Cancer et troubles du rythme cardiaque sont-ils corrélés ?

Publié le 15-06-2016

LA CHRONIQUE DU PR KHAYAT. L’apparition d’une fibrillation atriale, le plus fréquent des troubles du rythme cardiaque, serait associée à une augmentation du risque de cancer.

Cardiogramme © Creative Commons

Les dernières actualités de la recherche contre le cancer sont présentées pour Sciences et Avenir et en exclusivité par le Pr David Khayat, chef de service de cancérologie à la Pitié-Salpêtrière.

Selon une nouvelle étude publiée dans la revue JAMA Cardiology, l’apparition d’une fibrillation atriale serait associée à une augmentation du risque de cancer. La fibrillation atriale, également appelée fibrillation auriculaire, est le plus fréquent des troubles du rythme cardiaque. Les chercheurs ont analysé des données issues de la cohorte Women's Health Study, incluant au total 34 691 femmes en bonne santé, âgées de 45 ans et plus, ayant été suivies entre 1993 et 2013.

Au cours de ces vingt années, 1 467 femmes ont développé une fibrillation atriale et 5 130 ont été diagnostiquées d’un cancer. Selon les analyses, le risque de cancer serait particulièrement accru dans les trois mois suivant le diagnostic d’une fibrillation atriale, cette augmentation du risque est observable jusqu’à environ un an après l’apparition de l’arythmie cardiaque.
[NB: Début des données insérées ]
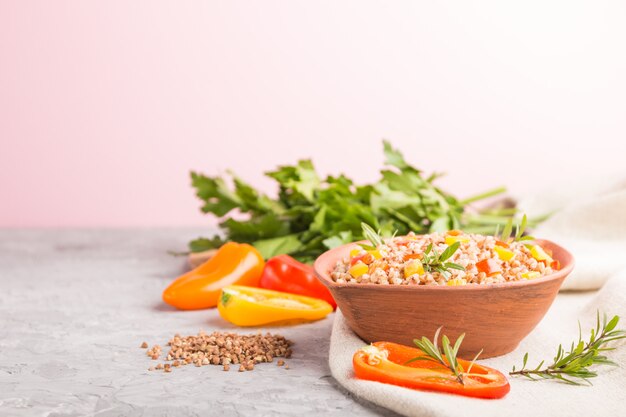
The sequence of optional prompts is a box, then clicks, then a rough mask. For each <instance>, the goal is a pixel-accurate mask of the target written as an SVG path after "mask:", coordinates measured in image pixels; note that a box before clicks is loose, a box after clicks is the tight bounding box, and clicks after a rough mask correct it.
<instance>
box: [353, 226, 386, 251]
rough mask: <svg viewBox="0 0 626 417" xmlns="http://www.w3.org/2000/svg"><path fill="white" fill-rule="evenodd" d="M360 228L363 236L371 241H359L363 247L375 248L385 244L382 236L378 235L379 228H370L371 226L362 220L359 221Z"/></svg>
mask: <svg viewBox="0 0 626 417" xmlns="http://www.w3.org/2000/svg"><path fill="white" fill-rule="evenodd" d="M361 230H362V233H363V236H365V239H367V240H369V241H370V243H371V245H368V244H364V243H359V246H361V247H362V248H363V249H365V250H376V248H378V247H379V246H381V245H384V244H385V241H384V240H383V237H382V236H381V235H380V230H379V231H376V230H374V229H373V228H372V226H370V225H369V224H367V223H363V222H362V223H361Z"/></svg>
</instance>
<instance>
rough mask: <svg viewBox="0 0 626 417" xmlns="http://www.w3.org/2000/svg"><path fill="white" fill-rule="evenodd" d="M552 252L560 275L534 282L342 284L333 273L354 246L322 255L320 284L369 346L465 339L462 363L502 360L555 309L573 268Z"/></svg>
mask: <svg viewBox="0 0 626 417" xmlns="http://www.w3.org/2000/svg"><path fill="white" fill-rule="evenodd" d="M538 243H539V244H541V245H542V246H543V247H544V248H548V249H551V250H552V252H553V258H554V259H556V260H558V261H559V262H560V263H561V269H560V270H559V271H557V272H555V273H553V274H550V275H546V276H544V277H541V278H537V279H534V280H524V281H515V282H510V283H504V284H492V285H466V286H449V287H448V286H439V285H411V286H408V285H378V284H354V283H352V284H351V283H345V284H338V283H336V282H334V281H333V280H332V279H331V278H330V271H331V270H332V269H333V267H334V266H335V263H336V262H337V261H338V260H341V259H343V258H345V257H347V256H348V253H349V252H350V250H351V249H353V248H354V243H352V244H348V245H344V246H340V247H337V248H335V249H332V250H329V251H328V252H325V253H323V254H322V255H321V256H320V257H319V258H317V260H316V261H315V265H314V267H315V273H316V274H317V277H318V279H320V281H322V283H323V284H324V285H325V286H326V287H327V288H328V289H329V290H330V292H331V293H332V295H333V297H334V298H335V301H337V305H338V307H339V308H340V309H341V312H342V313H343V315H344V317H345V318H346V321H347V323H348V325H349V326H350V328H352V330H353V331H354V332H355V333H356V334H357V335H358V336H359V337H361V338H362V339H363V340H365V341H366V342H368V343H370V342H376V341H388V342H396V343H401V344H404V345H410V346H413V339H414V338H419V337H421V336H427V337H428V338H429V339H432V337H433V335H434V334H435V331H436V330H437V328H438V327H439V326H443V329H442V332H441V334H445V335H447V336H448V337H449V338H450V340H452V341H454V340H456V338H457V337H458V336H459V335H460V334H461V333H465V340H464V341H463V344H462V345H461V348H460V350H459V357H462V358H467V359H471V358H473V357H474V356H475V355H476V354H477V353H478V352H479V351H480V350H481V349H483V353H482V354H481V358H489V357H494V356H500V355H504V354H505V353H509V352H511V351H513V350H514V349H515V348H516V347H517V345H518V344H519V342H520V341H521V340H522V339H523V338H524V337H526V336H527V335H528V333H530V331H531V330H532V329H534V328H535V326H536V325H537V324H538V323H539V321H540V320H541V319H542V318H543V316H544V315H545V314H546V312H547V311H548V308H550V305H552V302H553V301H554V298H555V297H556V294H557V293H558V291H559V288H560V287H561V284H562V283H563V280H564V279H565V277H567V275H568V274H569V273H570V272H571V271H572V269H573V267H574V258H573V257H572V255H571V254H570V253H569V252H568V251H567V250H565V249H563V248H562V247H560V246H559V245H557V244H555V243H553V242H550V241H547V240H539V241H538Z"/></svg>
L'étude a également révélé un risque légèrement augmenté de fibrillation atriale trois mois après le diagnostic d’un cancer.

Ces résultats suggèrent une étiologie commune à la survenue de ces deux pathologies. "Ces données soulignent en outre l'importance de la réduction des facteurs de risque chez les patients atteints de fibrillation atriale afin de diminuer également les risques d'autres effets indésirables", ont déclaré les chercheurs.